Once is a movie that simply begins, dropping its viewers into the dingy, beautiful, crowded Dublin of its inhabitants. It begins with a musician on a street (Glen Hansard), interrupting his performance to deter a junkie with an eye on the busker’s coins. Shot plainly, unfussily, Once nonetheless is immediately immersive. The busy streets, the cramped vacuum cleaner shop where the nameless guy works with his father; later, dimly lit bedrooms and a sunlit recording studio, a dark apartment and an ordinary music store, a sunset-dappled beach — all look as they would through your own camera’s lens, undecorated, utterly real.
The product of three key talents — writer-director John Carney and musician-stars Glen Hansard (of The Frames) and young Czech songwriter Marketa Irglova — Once is aptly named. It captures a rare moment in time, an unexpectedly meaningful connection. Once is a love story, but it’s also a look at a different but no less fulfilling relationship between two people who bring out the best in each other — creatively.
Forward and sassy, a pretty, smiling girl (Irglova) asks the guy, busking at night, a question: Did he write the song he was singing? Yes? Why doesn’t he play his own songs during the day? People don’t want to hear them, he says. They want to hear songs they know. But she wants to hear his songs. A tentative connection is struck; coffee is had, a favor done. Guileless, she asks personal question after personal question. Who does he write the songs for? Where is she now? He asks if she plays music. She does; piano, but she doesn’t have one.
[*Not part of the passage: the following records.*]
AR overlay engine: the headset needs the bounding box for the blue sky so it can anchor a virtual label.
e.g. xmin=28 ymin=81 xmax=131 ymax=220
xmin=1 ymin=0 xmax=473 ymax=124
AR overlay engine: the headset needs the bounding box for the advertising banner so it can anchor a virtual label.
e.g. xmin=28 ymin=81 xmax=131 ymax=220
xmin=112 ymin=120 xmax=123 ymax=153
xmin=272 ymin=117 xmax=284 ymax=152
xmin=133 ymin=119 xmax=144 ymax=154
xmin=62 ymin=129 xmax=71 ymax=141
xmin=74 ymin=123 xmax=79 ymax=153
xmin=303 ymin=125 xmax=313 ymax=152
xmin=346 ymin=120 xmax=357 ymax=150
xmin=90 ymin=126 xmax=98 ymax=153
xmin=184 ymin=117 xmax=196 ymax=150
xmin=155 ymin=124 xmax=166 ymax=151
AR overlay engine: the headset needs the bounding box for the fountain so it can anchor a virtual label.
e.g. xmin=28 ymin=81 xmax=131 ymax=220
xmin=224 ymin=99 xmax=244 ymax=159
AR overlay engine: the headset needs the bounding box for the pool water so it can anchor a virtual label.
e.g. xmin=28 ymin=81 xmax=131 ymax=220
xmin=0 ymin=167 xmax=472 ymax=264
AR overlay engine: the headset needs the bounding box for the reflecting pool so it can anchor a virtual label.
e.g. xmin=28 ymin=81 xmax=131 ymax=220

Every bit of dialogue in Once is like this: a conversation that sounds like one you’ve had or heard before. Carney’s film is a first cousin to last year’s Mutual Appreciation, which was equally low-fi, casual but taut with familiarity. Its song are vital to the meaning, the tone, the story of the film, but Hansard and Irglova don’t simply burst into full-throated song (aside from one autobiographical, inspired bus-ride ditty); they wander into a collaboration with a borrowed piano, and as they piece together a handful of plaintive, heartbreaking melodies, the meanings in the music shift. Hansard’s changeable voice and image-laden songs call to mind David Gray or Damien Rice; Irglova’s fragile, girlish voice threads like a silver wire through the graceful, repetitive piano line of “The Hill.” But you needn’t care for this particular kind of music to fall for the people creating it.
There is more to Once than the initially tentative, ever-building relationship of the guy and the girl, as lovely and graceful as that is. There’s the thoughtful depiction of ordinary lives, day jobs, bus rides; there’s the nuanced creative journey the pair (with accompanying musicians) takes as they collaborate and then, finally, record some songs; there’s the hope, the incredible hope, required to take the leaps that, at the end, are taken. Once is a love story about music, and a musical about love, but it’s not the big, flashy kind of love or music that are often paired. It’s the quiet kind, the kind you hug close to your chest like a journal full of confessions or a fairy tale that, to your surprise, rings utterly true. To watch this film is to feel as if you’re eavesdropping on the moment that changes a life. It’s an intimate, enchanting triumph of love and art.
Once opens Friday, July 27, at the Bijou.